In general, the frame is one of the lowest-maintenance parts of your bike. Nevertheless, you shouldn’t ignore it when you care for your bike — there are a number of things you can do to make sure it lasts as long as the manufacturer intended. We cover these basic maintenance tasks in this section.
For steel frames, rust is the number-one enemy. Water from rain, sweat, or muddy conditions can work itself into the frame and start corroding it. To minimize the chances of this happening, spray an anti-rust product, such as WD-40, into the frame every opportunity you have.
If you’re really serious about protecting your frame, you can try one of a number of rust-inhibitor products (such as J. P. Weigle’s Frame Saver, available at bike shops). When you spray a rust inhibitor inside a frame, it forms a barrier that protects against rust.
Painting your frame
Keeping your frame painted can go a long way toward preventing rust. Small chips in the frame’s paint may allow rust to take root in your frame and spread. If you have time on your hands during the winter months, give your bike a fresh coat of paint as part of its annual overhaul. At the very least, touch up any small chips in the paint so that they don’t become sources of rust.
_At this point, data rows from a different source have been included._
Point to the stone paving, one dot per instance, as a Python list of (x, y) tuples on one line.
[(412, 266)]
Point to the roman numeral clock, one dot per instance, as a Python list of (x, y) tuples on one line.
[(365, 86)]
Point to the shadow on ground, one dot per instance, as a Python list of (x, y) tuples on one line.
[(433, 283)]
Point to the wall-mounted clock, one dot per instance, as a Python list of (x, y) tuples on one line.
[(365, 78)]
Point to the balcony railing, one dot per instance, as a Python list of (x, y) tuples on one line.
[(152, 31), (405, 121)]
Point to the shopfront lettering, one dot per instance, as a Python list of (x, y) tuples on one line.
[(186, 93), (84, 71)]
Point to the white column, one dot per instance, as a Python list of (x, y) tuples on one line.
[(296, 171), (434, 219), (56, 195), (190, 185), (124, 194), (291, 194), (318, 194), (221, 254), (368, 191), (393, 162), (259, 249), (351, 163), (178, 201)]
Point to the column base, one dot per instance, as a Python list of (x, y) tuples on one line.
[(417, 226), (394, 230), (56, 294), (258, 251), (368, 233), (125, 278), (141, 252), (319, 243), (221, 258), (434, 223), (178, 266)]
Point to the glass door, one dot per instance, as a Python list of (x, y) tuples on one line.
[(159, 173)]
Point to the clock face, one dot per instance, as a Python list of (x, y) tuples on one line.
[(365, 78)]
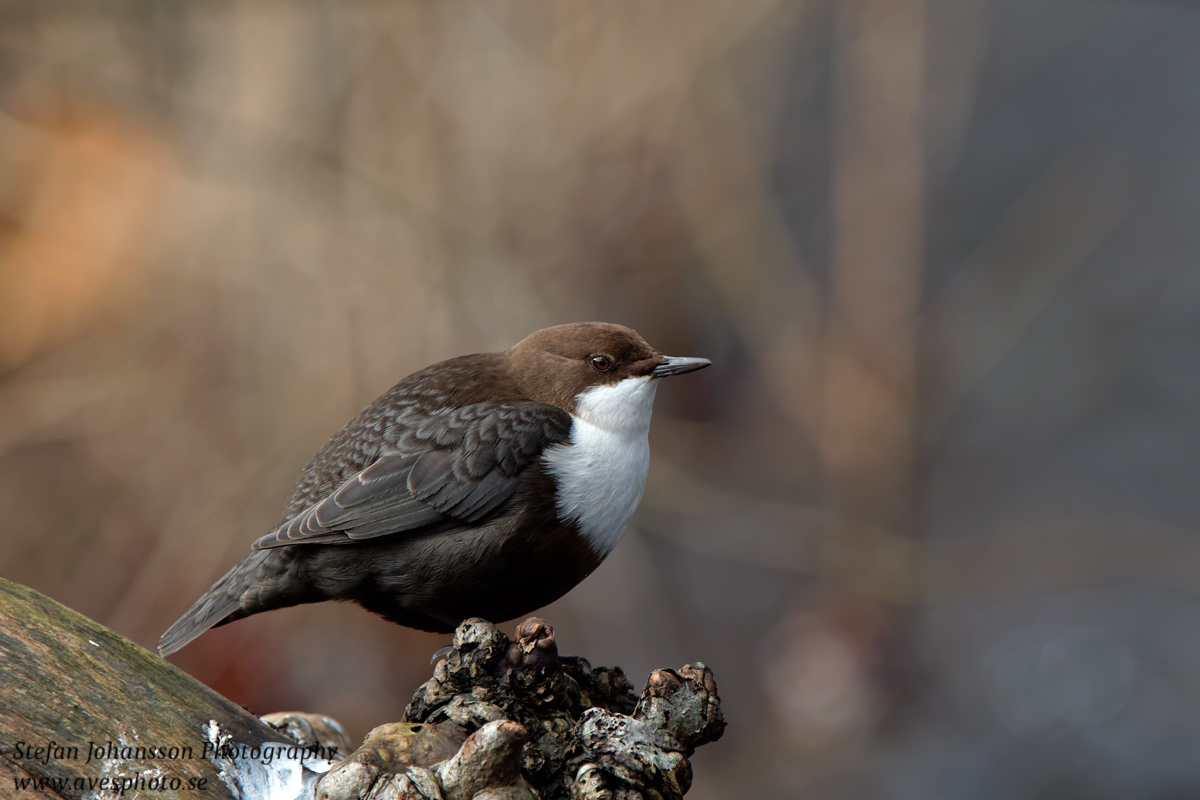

If rust has already appeared, use a fine-grain sandpaper to remove the rust before painting.
Most bicycle manufacturers don’t make touch-up paint available, so use a similar color automotive touch-up paint from an auto dealer or auto parts store.
Try to keep paint chips to a minimum:
✓ Use chainstay protectors to protect your chainstay against impact from the chain.
✓ Use O-rings on cables to keep them from rubbing against the frame’s surface.
✓ Where cables come in contact with the frame, place a small piece of tape between the cable and the frame, to protect the frame’s surface.